Finance Minister seeks approval for GH¢3billion supplementary budget
Minister of Finance Seth Terkper has beseeched Parliament to approve a Supplementary Estimate of GH¢3,196,855,671 for the 2014 fiscal year to enable government effectively run the affairs of the country.
The need for a supplementary budget, Mr. Terkper explained was ‘necessitated by recent, and in some cases, longstanding global and domestic developments.’
This was contained in his mid-year review and revised budget and macroeconomic targets for 2014 presented to Parliament today in conformity with Article 179(8) of the Constitution and Standing Order 143 of this House.

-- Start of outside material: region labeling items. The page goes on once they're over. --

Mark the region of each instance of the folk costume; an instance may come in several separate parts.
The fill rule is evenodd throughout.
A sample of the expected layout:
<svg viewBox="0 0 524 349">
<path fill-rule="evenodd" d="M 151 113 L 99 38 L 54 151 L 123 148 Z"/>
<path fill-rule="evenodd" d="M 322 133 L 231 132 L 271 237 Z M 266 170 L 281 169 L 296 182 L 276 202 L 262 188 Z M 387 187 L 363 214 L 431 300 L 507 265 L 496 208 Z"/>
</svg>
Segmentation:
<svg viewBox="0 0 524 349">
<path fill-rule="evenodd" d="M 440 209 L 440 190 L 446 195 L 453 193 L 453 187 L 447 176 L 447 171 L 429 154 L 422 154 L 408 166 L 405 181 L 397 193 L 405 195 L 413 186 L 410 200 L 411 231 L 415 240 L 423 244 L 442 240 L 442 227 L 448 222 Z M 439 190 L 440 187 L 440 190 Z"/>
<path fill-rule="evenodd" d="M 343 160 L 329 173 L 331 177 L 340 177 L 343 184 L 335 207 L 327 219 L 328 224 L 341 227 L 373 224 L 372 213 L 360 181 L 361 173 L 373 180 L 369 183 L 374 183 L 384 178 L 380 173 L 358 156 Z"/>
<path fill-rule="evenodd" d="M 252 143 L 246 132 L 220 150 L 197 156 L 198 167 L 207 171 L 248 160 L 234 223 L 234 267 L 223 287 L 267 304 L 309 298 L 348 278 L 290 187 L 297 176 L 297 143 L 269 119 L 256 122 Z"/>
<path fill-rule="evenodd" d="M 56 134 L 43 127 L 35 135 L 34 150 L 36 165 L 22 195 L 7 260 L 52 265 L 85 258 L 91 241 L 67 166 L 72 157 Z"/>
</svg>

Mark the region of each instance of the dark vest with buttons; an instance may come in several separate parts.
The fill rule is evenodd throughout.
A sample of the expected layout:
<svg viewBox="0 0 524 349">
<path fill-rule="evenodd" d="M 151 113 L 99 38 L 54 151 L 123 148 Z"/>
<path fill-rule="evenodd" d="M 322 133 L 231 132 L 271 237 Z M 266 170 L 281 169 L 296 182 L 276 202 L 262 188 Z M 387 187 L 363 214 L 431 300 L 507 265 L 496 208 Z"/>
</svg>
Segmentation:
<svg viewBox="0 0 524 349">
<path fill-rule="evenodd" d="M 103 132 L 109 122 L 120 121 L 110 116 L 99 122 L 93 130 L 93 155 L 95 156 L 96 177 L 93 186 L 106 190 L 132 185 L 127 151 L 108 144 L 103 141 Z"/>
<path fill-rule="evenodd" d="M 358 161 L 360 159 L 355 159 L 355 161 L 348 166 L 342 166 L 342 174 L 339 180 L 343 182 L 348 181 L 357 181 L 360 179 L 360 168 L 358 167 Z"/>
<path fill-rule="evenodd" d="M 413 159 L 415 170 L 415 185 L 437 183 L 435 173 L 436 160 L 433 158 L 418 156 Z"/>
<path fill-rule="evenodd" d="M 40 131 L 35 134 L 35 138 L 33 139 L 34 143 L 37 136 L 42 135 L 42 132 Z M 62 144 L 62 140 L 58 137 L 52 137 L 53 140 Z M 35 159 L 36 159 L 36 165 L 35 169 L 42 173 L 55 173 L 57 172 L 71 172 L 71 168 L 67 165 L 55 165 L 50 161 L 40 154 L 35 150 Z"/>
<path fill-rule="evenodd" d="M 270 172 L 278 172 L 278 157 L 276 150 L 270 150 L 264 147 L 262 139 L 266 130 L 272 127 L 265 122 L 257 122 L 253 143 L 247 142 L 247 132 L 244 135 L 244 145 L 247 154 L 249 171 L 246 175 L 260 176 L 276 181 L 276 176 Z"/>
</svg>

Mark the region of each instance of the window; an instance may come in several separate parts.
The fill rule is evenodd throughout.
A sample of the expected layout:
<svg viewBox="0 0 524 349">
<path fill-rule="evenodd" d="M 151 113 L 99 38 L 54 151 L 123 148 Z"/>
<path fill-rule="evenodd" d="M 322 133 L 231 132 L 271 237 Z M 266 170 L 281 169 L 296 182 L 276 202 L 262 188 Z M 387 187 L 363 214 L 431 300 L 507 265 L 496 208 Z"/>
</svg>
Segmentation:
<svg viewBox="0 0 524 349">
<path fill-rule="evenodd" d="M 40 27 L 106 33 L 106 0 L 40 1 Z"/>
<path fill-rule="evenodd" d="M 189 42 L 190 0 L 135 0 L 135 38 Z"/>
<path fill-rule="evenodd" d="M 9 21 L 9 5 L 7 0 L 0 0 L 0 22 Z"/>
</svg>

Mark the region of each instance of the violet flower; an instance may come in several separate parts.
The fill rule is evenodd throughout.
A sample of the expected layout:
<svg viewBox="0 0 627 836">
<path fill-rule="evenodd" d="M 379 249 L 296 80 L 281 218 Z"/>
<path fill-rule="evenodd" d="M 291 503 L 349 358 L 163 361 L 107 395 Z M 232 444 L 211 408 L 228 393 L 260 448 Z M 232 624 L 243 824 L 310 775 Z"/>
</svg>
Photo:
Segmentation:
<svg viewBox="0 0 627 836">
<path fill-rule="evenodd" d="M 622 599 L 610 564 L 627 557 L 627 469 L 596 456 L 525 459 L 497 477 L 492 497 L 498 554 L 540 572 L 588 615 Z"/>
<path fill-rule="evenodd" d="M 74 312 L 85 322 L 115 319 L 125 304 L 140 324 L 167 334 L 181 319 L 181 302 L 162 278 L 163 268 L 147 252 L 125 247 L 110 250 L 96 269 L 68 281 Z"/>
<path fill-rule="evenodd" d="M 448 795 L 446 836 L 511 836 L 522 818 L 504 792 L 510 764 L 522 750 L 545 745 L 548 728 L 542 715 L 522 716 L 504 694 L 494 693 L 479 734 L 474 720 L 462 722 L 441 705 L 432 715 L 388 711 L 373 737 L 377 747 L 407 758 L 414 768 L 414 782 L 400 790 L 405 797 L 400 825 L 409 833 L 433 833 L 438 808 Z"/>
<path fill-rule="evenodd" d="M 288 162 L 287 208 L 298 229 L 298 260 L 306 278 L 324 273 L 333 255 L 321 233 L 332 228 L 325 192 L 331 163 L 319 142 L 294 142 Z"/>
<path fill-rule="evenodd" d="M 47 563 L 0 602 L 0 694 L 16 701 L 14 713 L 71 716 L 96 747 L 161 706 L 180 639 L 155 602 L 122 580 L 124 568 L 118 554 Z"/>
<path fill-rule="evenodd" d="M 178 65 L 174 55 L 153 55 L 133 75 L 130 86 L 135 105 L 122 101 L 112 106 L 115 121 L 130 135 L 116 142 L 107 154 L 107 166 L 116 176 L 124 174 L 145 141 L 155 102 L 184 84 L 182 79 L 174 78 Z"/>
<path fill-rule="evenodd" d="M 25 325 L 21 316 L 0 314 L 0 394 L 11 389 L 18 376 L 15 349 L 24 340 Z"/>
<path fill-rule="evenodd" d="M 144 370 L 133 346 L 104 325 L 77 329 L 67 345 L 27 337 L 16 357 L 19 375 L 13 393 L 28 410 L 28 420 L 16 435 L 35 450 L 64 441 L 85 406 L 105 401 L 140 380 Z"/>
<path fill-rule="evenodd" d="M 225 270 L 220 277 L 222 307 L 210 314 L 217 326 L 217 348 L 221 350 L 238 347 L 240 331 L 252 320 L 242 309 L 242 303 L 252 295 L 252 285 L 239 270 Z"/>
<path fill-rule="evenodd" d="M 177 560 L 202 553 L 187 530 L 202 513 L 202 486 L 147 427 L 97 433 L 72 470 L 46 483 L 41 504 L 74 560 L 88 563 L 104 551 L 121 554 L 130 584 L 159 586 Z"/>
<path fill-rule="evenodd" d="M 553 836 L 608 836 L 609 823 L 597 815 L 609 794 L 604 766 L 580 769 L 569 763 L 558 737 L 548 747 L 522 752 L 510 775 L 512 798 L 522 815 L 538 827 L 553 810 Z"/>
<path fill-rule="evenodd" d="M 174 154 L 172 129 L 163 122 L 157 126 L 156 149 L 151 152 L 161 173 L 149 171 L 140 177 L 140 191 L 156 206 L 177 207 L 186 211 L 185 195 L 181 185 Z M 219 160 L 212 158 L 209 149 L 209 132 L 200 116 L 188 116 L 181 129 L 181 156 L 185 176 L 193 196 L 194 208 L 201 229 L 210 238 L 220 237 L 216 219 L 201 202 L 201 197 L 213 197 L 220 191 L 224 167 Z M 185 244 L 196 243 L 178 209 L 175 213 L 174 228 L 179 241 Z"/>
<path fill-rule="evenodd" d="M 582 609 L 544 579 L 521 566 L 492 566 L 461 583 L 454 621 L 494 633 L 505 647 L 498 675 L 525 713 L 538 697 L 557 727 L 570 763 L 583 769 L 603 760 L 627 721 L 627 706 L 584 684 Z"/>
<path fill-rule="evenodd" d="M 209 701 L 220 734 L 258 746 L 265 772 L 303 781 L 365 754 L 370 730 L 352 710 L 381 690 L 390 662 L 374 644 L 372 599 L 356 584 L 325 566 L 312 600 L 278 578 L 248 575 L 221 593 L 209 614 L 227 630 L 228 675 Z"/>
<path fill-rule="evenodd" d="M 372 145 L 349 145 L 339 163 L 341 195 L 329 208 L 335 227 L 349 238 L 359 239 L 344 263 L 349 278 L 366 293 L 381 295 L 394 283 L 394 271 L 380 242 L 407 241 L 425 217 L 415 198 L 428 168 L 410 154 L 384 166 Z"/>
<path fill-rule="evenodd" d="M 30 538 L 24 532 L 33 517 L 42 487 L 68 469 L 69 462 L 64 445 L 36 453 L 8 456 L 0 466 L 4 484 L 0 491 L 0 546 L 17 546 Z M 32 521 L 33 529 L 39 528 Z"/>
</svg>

He took time to update Members of Parliament on up-to-date performance of the economy in 2013 and the first five months of 2014.
He also outlined measures for addressing Ghana’s international reserves to restore the value of the Ghana Cedi.
Mr Terkper acknowledged that the economy has since 2013 experienced a number of pressures, which continue to pose challenges to the attainment of the 2014 economic targets.
Notable among these challenges, he mentioned, ‘the continuing shortfalls in tax and non-tax revenues, notably from grants and concessional financing – in the case of tax revenues, also partly due to the lower national output; the consequential depreciation of the Cedi, which is having significant adverse effects on economic activity, public expenditure and other macroeconomic variables; and declining gold and cocoa prices in 2013 which continue to have a lingering effect on the economy.’
The economy was also hit by a disrupted power production and output which resulted in the country’s reliance on higher imports of crude oil for thermal power generation.
PROSPECTS REMAIN POSITIVE
But the Finance Minister enumerated ‘bold efforts’ by government to address challenges facing the economy.
He said government is expecting increases in oil and gas exploration and production, particularly from the Jubilee, Sankofa-Gye Nyame and Tweneboa-Enyenra-Ntomme (TEN).
He also announced the building of a second Floating Production Storage and Offloading (FPSO) vessel and ongoing negotiations for gas pricing to buttress his claims.
Government is also hoping that the construction of gas pipelines and processing plant would be completed to stabilize and improve the supply of energy and domestic output.
‘It is estimated that strategic infrastructure investments in the oil and gas sector could generate an additional US$2.5 billion in revenues, and increase our GDP growth,’ he stated.
‘We wish to reiterate that the short-to-medium term prospects for Ghana remain positive,’ he stated hopefully.
Even though the GDP data for 2013 released by the Ghana Statistical Service (GSS) showed an overall GDP growth of 7.1 percent against the target of 8.0 percent, Mr. Terkper said the figure shows a robust and strong performance, especially when compared to the Sub-Saharan average of 4.9 percent and global average of 3 percent for 2013.
He also gave account of Ghana’s public debt, which in terms of GDP stood at 55.77 percent as at end-December 2013, representing an increase from the December 2012 ratio of 48.03 percent.
‘Ghana’s total public debt stock, which stood at GH¢35,999.64 million (US$19,150.78 million) as at end-December 2012, increased to GH¢52,125.91million (US$24,021.16 million) at the end of December 2013. Of the total public debt stock, external debt was GH¢21,545.72 million (US$11,461.71 million) while domestic debt amounted to GH¢27,132.7 million (US$12,559.45 million), representing 47.72% and 52.28% of total debt, respectively.’
He also said at the end of June 2014, the country’s Gross International Reserves stood at US$4,471 million. This, he said, is sufficient to provide 2.5 months of imports cover compared to the stock position of US$5,632.15 million at the end of December 2013 which could cover 3.1 months of imports.
REVISED 2014 MACROECONOMIC TARGETS
He told the House developments in both the global and domestic economic environment have necessitated a revision of the macroeconomic framework and assumptions underlying the 2014 Budget that was presented in November, 2013.
He mentioned for instance the implementation of the 10 percent Cost of Living Allowance (COLA) to Government employees, effective May 2014.
‘The current energy challenge, rising inflation and interest rates, as well as exchange rate depreciation pose a strong downside risk to the achievement of the growth target for the year,’ he maintained.
He said the 2014 macroeconomic targets have been revised as follows:
overall real GDP (including oil) growth revised from 8.0 percent to 7.1 percent;
non-oil real GDP growth revised from 7.4 percent to 6.6 percent;
an end year inflation target revised from 9.5 ±2 percent to 13.0±2 percent;
overall budget deficit target revised from 8.5 percent of GDP to 8.8 percent; and
Gross International Reserves of not less than 3 months of import cover of goods and services.